Differentiating mechanisms of toxicity using global gene expression analysis in Saccharomyces cerevisiae

• Published in: Mutation Research-Fundamental and Molecular Mechanisms of Mutagenesis Vol. 575; no. 1-2; pp. 34 - 46
• Main Authors: Caba, Ebru, Dickinson, Donna A, Warnes, Gregory R, Aubrecht, Jiri
• Format: Journal Article
• Language: English
• Published: Netherlands 04.08.2005
• Subjects: Alkylating Agents - toxicity; Bleomycin - toxicity; Cisplatin - toxicity; DNA Damage; Ethanol - toxicity; Gene Expression Profiling; Genome, Fungal; Methyl Methanesulfonate - toxicity; Mutagens - toxicity; Oligonucleotide Array Sequence Analysis; Saccharomyces cerevisiae; Saccharomyces cerevisiae - drug effects; Saccharomyces cerevisiae - genetics; Saccharomyces cerevisiae - growth & development; Sodium Chloride - toxicity
• ISSN: 0027-5107; 1386-1964; 0027-5107
• DOI: 10.1016/j.mrfmmm.2005.02.005

Genotoxic stress triggers a variety of biological responses including the transcriptional activation of genes regulating DNA repair, cell survival and cell death. Genomic approaches, which monitor gene expressions across large numbers of genes, can serve as a powerful tool for exploring mechanisms of toxicity. Here, using five different agents, we investigated whether the analysis of genome-wide expression profiles in Saccharomyces cerevisiae could provide insights into mechanisms of genotoxicity versus cytotoxicity.
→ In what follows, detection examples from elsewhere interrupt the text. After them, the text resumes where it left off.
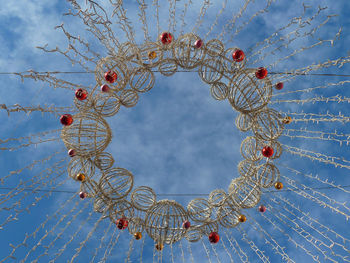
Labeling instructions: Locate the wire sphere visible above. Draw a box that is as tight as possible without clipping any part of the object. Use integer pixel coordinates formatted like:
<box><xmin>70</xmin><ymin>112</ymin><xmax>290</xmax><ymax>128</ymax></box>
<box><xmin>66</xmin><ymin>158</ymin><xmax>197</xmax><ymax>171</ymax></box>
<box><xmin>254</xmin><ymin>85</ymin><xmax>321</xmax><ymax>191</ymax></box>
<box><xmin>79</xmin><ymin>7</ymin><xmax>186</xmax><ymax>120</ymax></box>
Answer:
<box><xmin>228</xmin><ymin>69</ymin><xmax>272</xmax><ymax>114</ymax></box>
<box><xmin>253</xmin><ymin>109</ymin><xmax>284</xmax><ymax>141</ymax></box>
<box><xmin>99</xmin><ymin>168</ymin><xmax>134</xmax><ymax>201</ymax></box>
<box><xmin>61</xmin><ymin>112</ymin><xmax>112</xmax><ymax>156</ymax></box>
<box><xmin>92</xmin><ymin>92</ymin><xmax>120</xmax><ymax>117</ymax></box>
<box><xmin>108</xmin><ymin>199</ymin><xmax>135</xmax><ymax>223</ymax></box>
<box><xmin>129</xmin><ymin>67</ymin><xmax>154</xmax><ymax>92</ymax></box>
<box><xmin>145</xmin><ymin>200</ymin><xmax>188</xmax><ymax>244</ymax></box>
<box><xmin>94</xmin><ymin>195</ymin><xmax>112</xmax><ymax>218</ymax></box>
<box><xmin>128</xmin><ymin>216</ymin><xmax>145</xmax><ymax>235</ymax></box>
<box><xmin>229</xmin><ymin>177</ymin><xmax>261</xmax><ymax>208</ymax></box>
<box><xmin>208</xmin><ymin>189</ymin><xmax>227</xmax><ymax>207</ymax></box>
<box><xmin>173</xmin><ymin>33</ymin><xmax>205</xmax><ymax>69</ymax></box>
<box><xmin>94</xmin><ymin>152</ymin><xmax>114</xmax><ymax>170</ymax></box>
<box><xmin>67</xmin><ymin>156</ymin><xmax>95</xmax><ymax>181</ymax></box>
<box><xmin>237</xmin><ymin>160</ymin><xmax>257</xmax><ymax>178</ymax></box>
<box><xmin>235</xmin><ymin>112</ymin><xmax>253</xmax><ymax>132</ymax></box>
<box><xmin>118</xmin><ymin>89</ymin><xmax>139</xmax><ymax>108</ymax></box>
<box><xmin>95</xmin><ymin>56</ymin><xmax>129</xmax><ymax>91</ymax></box>
<box><xmin>256</xmin><ymin>163</ymin><xmax>280</xmax><ymax>188</ymax></box>
<box><xmin>210</xmin><ymin>82</ymin><xmax>228</xmax><ymax>100</ymax></box>
<box><xmin>80</xmin><ymin>179</ymin><xmax>98</xmax><ymax>197</ymax></box>
<box><xmin>216</xmin><ymin>196</ymin><xmax>240</xmax><ymax>228</ymax></box>
<box><xmin>205</xmin><ymin>38</ymin><xmax>225</xmax><ymax>58</ymax></box>
<box><xmin>187</xmin><ymin>198</ymin><xmax>212</xmax><ymax>222</ymax></box>
<box><xmin>130</xmin><ymin>186</ymin><xmax>156</xmax><ymax>211</ymax></box>
<box><xmin>198</xmin><ymin>57</ymin><xmax>223</xmax><ymax>84</ymax></box>
<box><xmin>185</xmin><ymin>225</ymin><xmax>203</xmax><ymax>242</ymax></box>
<box><xmin>241</xmin><ymin>136</ymin><xmax>264</xmax><ymax>162</ymax></box>
<box><xmin>138</xmin><ymin>42</ymin><xmax>161</xmax><ymax>68</ymax></box>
To differentiate the genotoxic stress-associated expression signatures from that of a general cytotoxic stress, we compared gene expression profiles following the treatment with DNA-reactive (cisplatin, MMS, bleomycin) and DNA non-reactive (ethanol and sodium chloride) compounds. Although each of the tested chemicals produced a distinct gene expression profile, we were able to identify a gene expression signature consisting of a relatively small number of biologically relevant genes capable of differentiating genotoxic and cytotoxic stress. The gene set includes such upregulated genes as HUG1, ECM4 and previously uncharacterized gene, YLR297W in the genotoxic and GAP1, CGR1 in the cytotoxic group. Our results indicate the potential of gene expression profile analysis for elucidating mechanism of action of genotoxic agents.